Dentro de poco otras personas ocuparían esas habitaciones y construirían sus vidas en torno a esas paredes. Todo sería distinto y sólo pensar en ello me hacía muchísimo daño. ¿Respetarían esas personas las marcas que había en la pared, indicadores de cuánto había crecido Sam? ¿Seguirían colocando rosas en floreros de cristal? ¿Se acurrucarían en el sofá observando las estrellas? ¿Harían el amor en todas partes? Me reí quedamente ante mi último pensamiento.

Te amo, Rose.

Tomé entre mis manos la carta que había llegado esa mañana vía lechuza. Como Leo tenía su trabajo en el Londres muggle y yo no me relacionaba mucho con el resto del personal de la oficina, era muy raro recibir correo por medio de estas aves ya que utilizábamos la red flu para hablar con la familia. Así que la curiosidad me estaba matando desde el momento en que vi el remitente.

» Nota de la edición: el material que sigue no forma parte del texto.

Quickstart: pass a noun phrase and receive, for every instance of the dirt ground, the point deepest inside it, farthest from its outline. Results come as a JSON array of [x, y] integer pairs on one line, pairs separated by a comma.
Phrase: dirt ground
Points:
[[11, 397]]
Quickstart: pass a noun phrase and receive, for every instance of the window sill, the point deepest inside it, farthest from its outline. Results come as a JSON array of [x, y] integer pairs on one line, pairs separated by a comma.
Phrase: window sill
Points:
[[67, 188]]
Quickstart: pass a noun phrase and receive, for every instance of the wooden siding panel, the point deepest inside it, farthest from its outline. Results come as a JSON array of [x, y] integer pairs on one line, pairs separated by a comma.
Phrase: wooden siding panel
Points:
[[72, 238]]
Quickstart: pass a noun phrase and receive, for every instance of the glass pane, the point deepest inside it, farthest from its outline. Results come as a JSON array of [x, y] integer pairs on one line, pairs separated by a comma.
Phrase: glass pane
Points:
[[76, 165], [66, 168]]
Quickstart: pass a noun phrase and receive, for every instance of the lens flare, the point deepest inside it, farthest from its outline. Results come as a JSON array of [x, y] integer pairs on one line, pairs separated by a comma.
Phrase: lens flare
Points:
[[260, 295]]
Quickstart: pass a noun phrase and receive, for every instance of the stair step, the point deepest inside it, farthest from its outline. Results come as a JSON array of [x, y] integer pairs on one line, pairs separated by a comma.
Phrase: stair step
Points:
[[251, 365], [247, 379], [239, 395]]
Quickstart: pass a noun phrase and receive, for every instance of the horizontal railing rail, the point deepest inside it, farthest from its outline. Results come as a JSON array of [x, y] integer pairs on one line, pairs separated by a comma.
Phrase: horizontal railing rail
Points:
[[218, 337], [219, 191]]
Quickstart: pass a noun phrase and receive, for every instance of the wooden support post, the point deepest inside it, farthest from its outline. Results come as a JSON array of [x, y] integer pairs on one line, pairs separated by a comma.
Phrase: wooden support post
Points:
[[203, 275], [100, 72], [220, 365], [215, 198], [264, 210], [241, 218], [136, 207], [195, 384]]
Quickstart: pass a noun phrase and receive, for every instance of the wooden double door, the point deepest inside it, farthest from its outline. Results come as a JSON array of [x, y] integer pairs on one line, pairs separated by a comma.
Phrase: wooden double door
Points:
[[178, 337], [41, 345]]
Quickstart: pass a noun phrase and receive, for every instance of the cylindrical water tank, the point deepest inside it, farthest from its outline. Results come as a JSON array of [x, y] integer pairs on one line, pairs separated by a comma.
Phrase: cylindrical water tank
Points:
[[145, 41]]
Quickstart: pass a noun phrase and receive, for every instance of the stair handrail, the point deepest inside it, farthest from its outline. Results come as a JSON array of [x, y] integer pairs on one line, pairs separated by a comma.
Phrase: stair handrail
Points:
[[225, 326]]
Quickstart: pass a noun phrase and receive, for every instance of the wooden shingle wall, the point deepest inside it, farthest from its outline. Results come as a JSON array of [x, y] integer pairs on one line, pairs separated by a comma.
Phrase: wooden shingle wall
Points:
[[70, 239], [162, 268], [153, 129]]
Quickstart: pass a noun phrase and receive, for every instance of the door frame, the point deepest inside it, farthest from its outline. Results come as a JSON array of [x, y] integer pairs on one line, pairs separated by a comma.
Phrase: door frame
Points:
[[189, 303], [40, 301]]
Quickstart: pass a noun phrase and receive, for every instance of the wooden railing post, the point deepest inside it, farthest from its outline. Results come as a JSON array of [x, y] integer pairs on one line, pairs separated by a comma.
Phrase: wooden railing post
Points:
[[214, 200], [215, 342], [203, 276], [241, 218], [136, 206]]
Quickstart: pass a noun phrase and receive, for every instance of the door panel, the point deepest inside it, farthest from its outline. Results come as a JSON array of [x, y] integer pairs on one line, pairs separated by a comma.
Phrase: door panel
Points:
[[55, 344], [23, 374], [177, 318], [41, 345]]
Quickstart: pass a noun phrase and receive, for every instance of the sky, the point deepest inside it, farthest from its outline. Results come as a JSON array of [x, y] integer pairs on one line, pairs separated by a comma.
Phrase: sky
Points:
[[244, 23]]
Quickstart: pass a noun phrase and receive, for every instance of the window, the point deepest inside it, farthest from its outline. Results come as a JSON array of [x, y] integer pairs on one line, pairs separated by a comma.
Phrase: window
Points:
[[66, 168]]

Era una carta de Hogwarts.

Y nos casaremos cuando te gradúes, Rose. Nuestra vida será perfecta, ya lo verás.

Minerva McGonagall se había comunicado conmigo, ofreciéndome un puesto como profesora de Pociones. Siempre se me habían dado bien y tenía el título. Leo me había animado a hacerlo.

Te encantan las pociones, Rose. Además, sé que lo conseguirás.

Llevaba pensando en ello todo el día. Realmente no me sentía preparada para dar clase pero mi vida me ahogaba. Todos los días me sentaba en ese mismo sofá y miraba la puerta durante horas, esperando a que Leo entrase en casa con un nuevo ramo de rosas y una sonrisa resplandeciente. En Hogwarts había recuerdos, muchísimos, pero no sería como en esa casa, como en ese trabajo. Sería todo nuevo, diferente y, con un poco de suerte, un poco más fácil.

Pensé en Sam, en lo que era mejor para él. La directora no permitiría que siguiese en esa situación, me tenía aprecio pero no tanto como para dejar que alguien inestable le diese clase a niños. Eso se reflejaría positivamente en mí y, por lo tanto, Sam no se tendría que preocupar de llevar a su madre a la cama cada noche.

Me sentí avergonzada de pensarlo con tanta tranquilidad, como si fuese normal que los niños de once años se encargasen de sus madres. Suspiré y apuré mi copa. Decidí que no volvería a beber. No le hacía bien a nadie.

Venga, Rose, estás preparada.

Me dije a mí misma que sí, que estaba preparada para cambiar. Decidí seguir el consejo de Leo aunque su voz sólo estuviese en mi cabeza. Al principio me había preocupado escucharle pero me había acostumbrado a rememorar todo de él, a sentirle cerca de mí continuamente.

Me levanté, controlé un mareo y cogí un pergamino del cajón de la mesa. Escribí una respuesta rápida, aceptando el trabajo. Miré la lechuza del colegio, que se había quedado para que pudiese responder. Era pequeña, parda y muy orgullosa, con la cabeza alta y los ojos vigilantes.

Esbocé una sonrisa, pequeña y no muy feliz, pero la primera sincera en mucho tiempo. Sentía que estaba haciendo lo correcto y la sensación no me abandonó mientras veía cómo la pequeña lechuza se alejaba antes de convertirse en un punto negro contra la luna blanca.

Todo es perfecto si estamos juntos, Rose.